Из магазина они вышли вместе, потому что рабочий день кончился и пора было закрывать магазин.
А в голове Патимат уже разрабатывались мельчайшие детали ее плана.
— Зайду-ка я к тебе, Тапус. Хочу посмотреть, какой у тебя палас.
— Пойдемте, Патимат-ака. Так мне не хочется каждый вечер возвращаться домой. Даже магазин на час позже закрываю.
И во взгляде Тапус мелькнула такая тоска, что Патимат тут же подумала: «Надо скорее провернуть это дело. Всю тоску как рукой снимет».

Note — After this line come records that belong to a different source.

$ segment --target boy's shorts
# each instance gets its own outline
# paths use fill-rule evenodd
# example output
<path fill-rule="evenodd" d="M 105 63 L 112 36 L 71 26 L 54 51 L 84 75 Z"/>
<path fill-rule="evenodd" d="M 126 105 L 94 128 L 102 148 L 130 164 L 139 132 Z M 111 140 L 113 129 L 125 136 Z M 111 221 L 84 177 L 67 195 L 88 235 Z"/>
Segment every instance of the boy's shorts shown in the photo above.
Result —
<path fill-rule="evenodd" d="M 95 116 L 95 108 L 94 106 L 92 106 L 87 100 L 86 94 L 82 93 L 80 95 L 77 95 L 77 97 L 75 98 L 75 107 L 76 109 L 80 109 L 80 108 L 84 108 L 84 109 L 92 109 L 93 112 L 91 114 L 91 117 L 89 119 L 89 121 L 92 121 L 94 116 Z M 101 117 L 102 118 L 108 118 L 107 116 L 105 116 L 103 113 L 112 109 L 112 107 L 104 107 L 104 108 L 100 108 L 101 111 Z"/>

— Разве так можно, — воскликнула Патимат. — Молодость надо сразу брать за рога. А то потом ухватишься за хвост, да не удержишь. Одиночество — страшная штука. Пусть вокруг тебя полно народу, это не спасает, если некому делить твою подушку.
— Но… Патимат-ака, разве я могу после того, что было, полюбить еще раз? — И Тапус посмотрела на старую женщину с горечью, сквозь которую, однако, просвечивала робкая надежда. И это не укрылось от острого взора Патимат.
— Вай, доченька! На этой грешной земле все бывает. Все возможно. Уж если я смогла выйти замуж, забыть о своей клятве, данной Магомеду Кади.
Но в самый волнующий момент разговора они подошли к дому Тапус, и хозяйка распахнула ворота, пропуская гостей.
В комнате Тапус усадила старшую гостью на диван, подложив ей под спину подушечку.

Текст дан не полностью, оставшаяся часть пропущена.